Chris Bohjalian seeks out difficult subjects. His novels are unique. His novels are passionate. His novels make the horror of violence in the world a series of human interactions. From Skeletons at the Feast to Before You Know Kindness and The Double Bind, he does not use gratuitous violence. Instead, he puts forth the truth, offsetting the sickening carnage with characters who are changed and strengthened by bearing witness to man's inhumanity to man.
In The Sandcastle Girls, Bohjalian takes us to Aleppo in 1915. A young American, Elizabeth Endicott, has come to assist the Armenian League of America with the thousands of refugees pouring into Syria from the genocide in Turkey. The Armenians who arrive are nearly dead. Elizabeth possesses few practical skills, except that she can write a discrete report and she is capable of handling some nursing duties, not flinching at blood or bed pans.

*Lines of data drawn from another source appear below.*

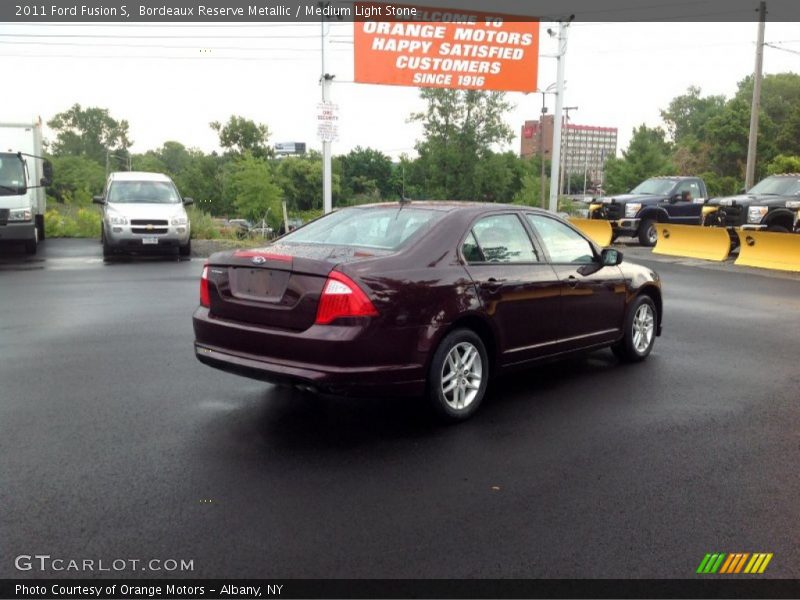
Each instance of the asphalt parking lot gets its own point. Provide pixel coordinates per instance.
(116, 443)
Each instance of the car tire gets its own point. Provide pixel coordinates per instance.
(40, 226)
(32, 245)
(108, 251)
(648, 233)
(458, 376)
(639, 333)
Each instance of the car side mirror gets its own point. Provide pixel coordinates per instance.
(47, 173)
(610, 257)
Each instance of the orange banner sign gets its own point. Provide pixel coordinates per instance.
(446, 48)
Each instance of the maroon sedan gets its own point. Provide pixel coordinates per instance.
(418, 298)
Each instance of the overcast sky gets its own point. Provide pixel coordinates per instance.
(170, 81)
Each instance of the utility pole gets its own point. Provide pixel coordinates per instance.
(542, 177)
(541, 147)
(554, 157)
(325, 80)
(756, 105)
(563, 157)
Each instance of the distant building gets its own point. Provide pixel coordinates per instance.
(584, 148)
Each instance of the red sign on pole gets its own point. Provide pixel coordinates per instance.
(446, 48)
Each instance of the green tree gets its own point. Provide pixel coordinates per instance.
(249, 181)
(647, 155)
(197, 175)
(687, 115)
(530, 191)
(499, 177)
(300, 178)
(460, 127)
(89, 132)
(366, 171)
(784, 164)
(240, 135)
(76, 179)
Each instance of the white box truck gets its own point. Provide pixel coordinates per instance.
(23, 175)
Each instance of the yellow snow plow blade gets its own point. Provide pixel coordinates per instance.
(693, 241)
(597, 229)
(769, 250)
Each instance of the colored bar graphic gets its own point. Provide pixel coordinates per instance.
(741, 562)
(726, 565)
(751, 564)
(703, 563)
(764, 564)
(730, 564)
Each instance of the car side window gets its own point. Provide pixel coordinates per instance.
(502, 238)
(471, 251)
(688, 186)
(562, 243)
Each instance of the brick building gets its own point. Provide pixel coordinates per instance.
(584, 148)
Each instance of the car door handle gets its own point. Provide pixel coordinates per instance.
(492, 284)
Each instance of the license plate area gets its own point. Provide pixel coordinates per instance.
(264, 285)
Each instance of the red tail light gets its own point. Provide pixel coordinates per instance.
(341, 297)
(205, 298)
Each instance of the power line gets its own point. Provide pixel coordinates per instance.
(789, 50)
(160, 57)
(159, 25)
(166, 46)
(156, 37)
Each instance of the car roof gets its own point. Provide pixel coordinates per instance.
(452, 205)
(138, 176)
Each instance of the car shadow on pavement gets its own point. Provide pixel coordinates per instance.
(285, 418)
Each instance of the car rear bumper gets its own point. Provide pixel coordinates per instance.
(18, 231)
(625, 227)
(123, 238)
(332, 364)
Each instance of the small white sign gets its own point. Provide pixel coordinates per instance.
(327, 121)
(327, 131)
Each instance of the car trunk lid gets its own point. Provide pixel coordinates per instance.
(278, 286)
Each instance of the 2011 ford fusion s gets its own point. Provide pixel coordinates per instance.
(418, 298)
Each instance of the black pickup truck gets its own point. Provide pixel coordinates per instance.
(655, 200)
(770, 205)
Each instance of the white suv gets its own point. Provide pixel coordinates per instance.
(143, 212)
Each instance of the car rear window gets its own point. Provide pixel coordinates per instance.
(384, 228)
(150, 192)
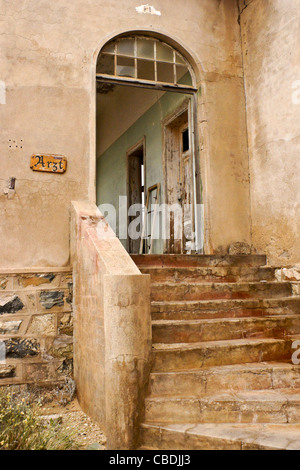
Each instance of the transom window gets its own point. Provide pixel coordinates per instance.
(144, 59)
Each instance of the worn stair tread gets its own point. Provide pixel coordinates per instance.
(225, 274)
(216, 321)
(259, 396)
(221, 284)
(238, 377)
(210, 344)
(225, 436)
(173, 260)
(225, 308)
(226, 303)
(247, 367)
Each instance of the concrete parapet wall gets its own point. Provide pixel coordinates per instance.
(112, 334)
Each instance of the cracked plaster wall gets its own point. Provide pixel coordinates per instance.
(48, 56)
(271, 53)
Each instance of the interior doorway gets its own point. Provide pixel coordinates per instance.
(136, 175)
(179, 179)
(146, 142)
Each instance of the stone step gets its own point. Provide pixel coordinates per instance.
(262, 406)
(233, 308)
(239, 377)
(217, 291)
(198, 260)
(182, 356)
(193, 331)
(210, 274)
(220, 436)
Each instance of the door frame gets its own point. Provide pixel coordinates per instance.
(189, 106)
(138, 145)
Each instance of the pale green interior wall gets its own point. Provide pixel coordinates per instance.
(111, 165)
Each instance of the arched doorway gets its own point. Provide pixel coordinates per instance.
(148, 166)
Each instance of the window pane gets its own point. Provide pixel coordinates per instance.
(183, 76)
(164, 52)
(165, 72)
(109, 48)
(179, 59)
(126, 47)
(146, 69)
(106, 64)
(125, 67)
(145, 48)
(185, 141)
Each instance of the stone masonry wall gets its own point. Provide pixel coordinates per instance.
(36, 326)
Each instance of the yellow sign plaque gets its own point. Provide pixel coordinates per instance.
(49, 163)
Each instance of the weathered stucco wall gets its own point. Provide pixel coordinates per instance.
(271, 50)
(112, 340)
(48, 59)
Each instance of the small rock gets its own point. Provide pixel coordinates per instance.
(239, 248)
(10, 304)
(95, 446)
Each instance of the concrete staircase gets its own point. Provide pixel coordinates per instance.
(222, 375)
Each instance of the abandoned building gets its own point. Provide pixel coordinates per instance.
(150, 215)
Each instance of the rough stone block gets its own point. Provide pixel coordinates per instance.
(10, 304)
(35, 280)
(19, 348)
(62, 347)
(65, 324)
(9, 327)
(7, 371)
(42, 325)
(50, 299)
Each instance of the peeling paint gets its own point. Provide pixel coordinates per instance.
(2, 93)
(148, 10)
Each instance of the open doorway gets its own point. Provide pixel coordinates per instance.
(145, 144)
(136, 175)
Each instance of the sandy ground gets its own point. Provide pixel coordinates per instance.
(86, 434)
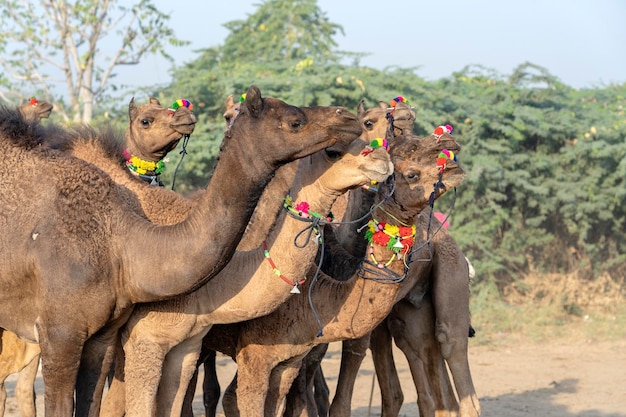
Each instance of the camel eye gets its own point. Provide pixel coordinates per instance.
(296, 124)
(333, 154)
(412, 177)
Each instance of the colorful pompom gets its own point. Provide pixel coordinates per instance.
(375, 144)
(441, 130)
(443, 158)
(181, 102)
(397, 100)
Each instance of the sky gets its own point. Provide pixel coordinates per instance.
(581, 42)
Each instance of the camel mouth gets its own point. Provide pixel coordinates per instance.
(184, 128)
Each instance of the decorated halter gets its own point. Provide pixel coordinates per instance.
(374, 144)
(443, 158)
(394, 102)
(397, 239)
(441, 130)
(300, 211)
(147, 170)
(181, 102)
(392, 107)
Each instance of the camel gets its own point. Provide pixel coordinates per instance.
(16, 355)
(169, 334)
(268, 350)
(79, 227)
(455, 339)
(35, 110)
(379, 121)
(151, 131)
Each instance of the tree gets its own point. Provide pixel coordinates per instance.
(47, 43)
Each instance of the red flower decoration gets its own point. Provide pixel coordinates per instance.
(380, 238)
(302, 207)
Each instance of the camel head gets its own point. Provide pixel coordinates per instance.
(232, 109)
(342, 167)
(294, 131)
(376, 121)
(153, 130)
(418, 165)
(35, 110)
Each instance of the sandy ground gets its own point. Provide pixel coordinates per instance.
(586, 379)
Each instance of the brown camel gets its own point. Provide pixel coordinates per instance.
(356, 305)
(35, 110)
(377, 122)
(81, 275)
(16, 355)
(151, 131)
(168, 335)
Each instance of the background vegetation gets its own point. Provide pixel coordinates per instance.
(545, 194)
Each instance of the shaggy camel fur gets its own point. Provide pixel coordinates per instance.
(269, 349)
(82, 277)
(16, 355)
(151, 131)
(168, 335)
(377, 122)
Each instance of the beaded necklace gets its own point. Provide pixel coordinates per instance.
(397, 239)
(277, 272)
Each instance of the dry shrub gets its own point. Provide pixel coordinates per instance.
(574, 294)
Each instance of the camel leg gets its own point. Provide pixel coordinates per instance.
(302, 395)
(382, 355)
(25, 388)
(96, 361)
(114, 402)
(229, 400)
(282, 378)
(352, 354)
(210, 385)
(142, 374)
(413, 330)
(178, 369)
(3, 396)
(60, 354)
(451, 305)
(322, 393)
(187, 410)
(296, 399)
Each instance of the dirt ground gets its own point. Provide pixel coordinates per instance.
(513, 379)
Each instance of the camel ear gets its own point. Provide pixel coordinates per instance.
(360, 108)
(132, 109)
(254, 101)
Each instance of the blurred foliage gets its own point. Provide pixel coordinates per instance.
(546, 163)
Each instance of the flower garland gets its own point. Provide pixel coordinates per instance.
(302, 209)
(443, 157)
(397, 239)
(277, 272)
(141, 167)
(181, 102)
(397, 100)
(441, 130)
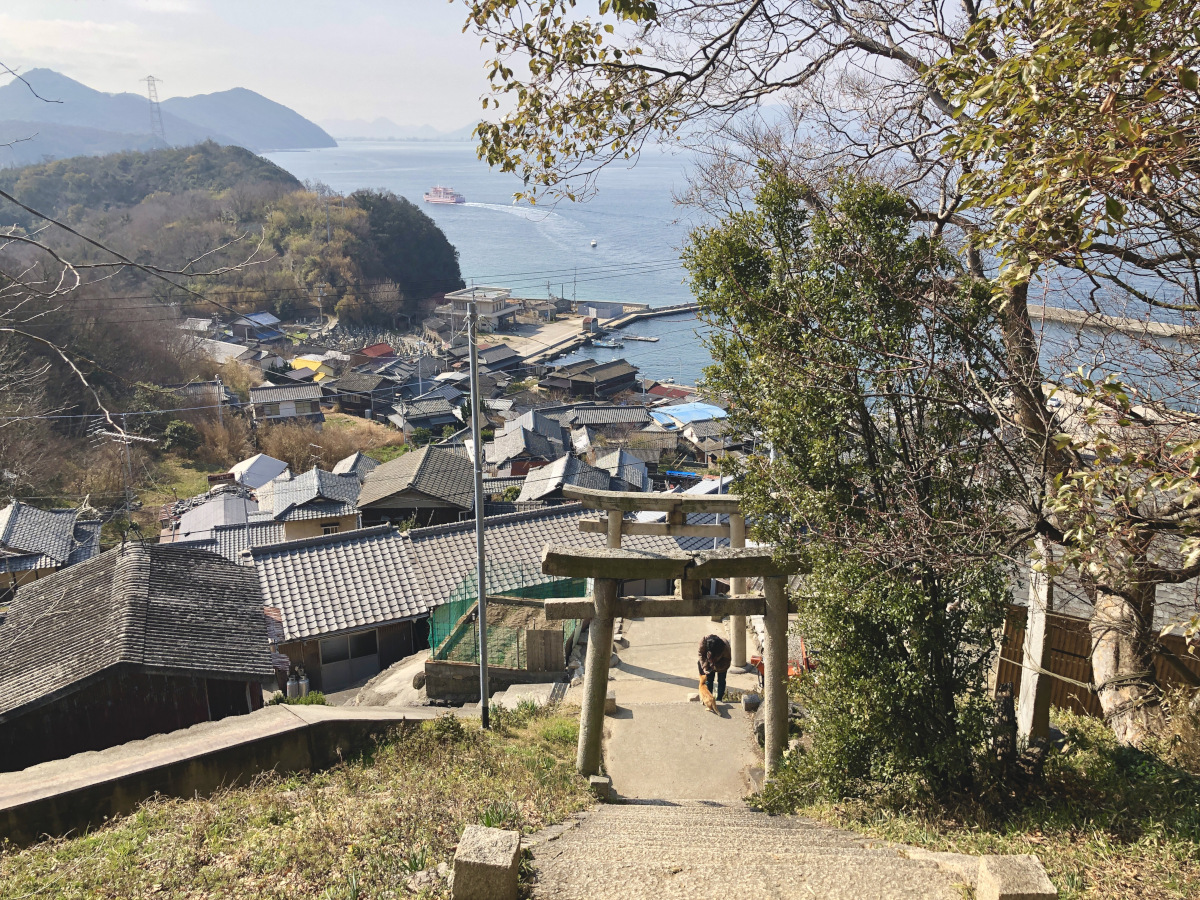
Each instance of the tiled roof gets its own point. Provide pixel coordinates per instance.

Elizabeth lives somewhat isolated in the American compound. In the city, the orphanage houses wild children who feed off those younger and weaker. The town square fills with women who have walked, now naked, across the desert. They are to be "relocated." No one can be trusted. The officials who say they will help, the quiet readers on a train, the casual guard in the street--danger is everywhere.
From this mind-numbing situation, Elizabeth grows into a new woman. She finds a man she loves. She journeys into primitive conditions to try to help those taken to the desert to die of starvation and the lack of water. She makes a foray into becoming a maternal figure, sheltering one woman and one child from the chaos all around her.
As the narrator says in "The Sandcastle Girls," "How do a million and a half people die with nobody knowing? -- You kill them in the middle of nowhere."
The information above may turn some readers away as too much of a downer for a summer read, too horrible. Yet, you should trust Bohjalian. He tells this story in such a way that yes, the violence is there. The gruesome deaths of women, children, babies, and the men fighting in the Dardanelles are all described. But there is hope. There is goodness. There are spirits of strength and family, and above all love. If ever a story proves a theme, so "The Sandcastle Girls" tells us that loves does prevail. The first-person narrator, Laura Petrosian, is a modern girl, seeking to understand her heritage. That she can tell her own story of awakening as she interweaves the history of the Armenian genocide is an absolutely amazing feat of storytelling.
Hats off to Bohjalian for his courage and his adeptness with a large cast of characters and a complicated plot. Sandcastle in the title may lead to some sales as a beach read, but this is not a book to lie in the sun and laze away an afternoon. It is a book that will inflame you to get involved in bringing peace and justice to all people of the world. If I were still teaching, "The Sandcastle Girls" would be my AP summer reading requirement. Bring history into the light. Do not let history repeat itself. Never again.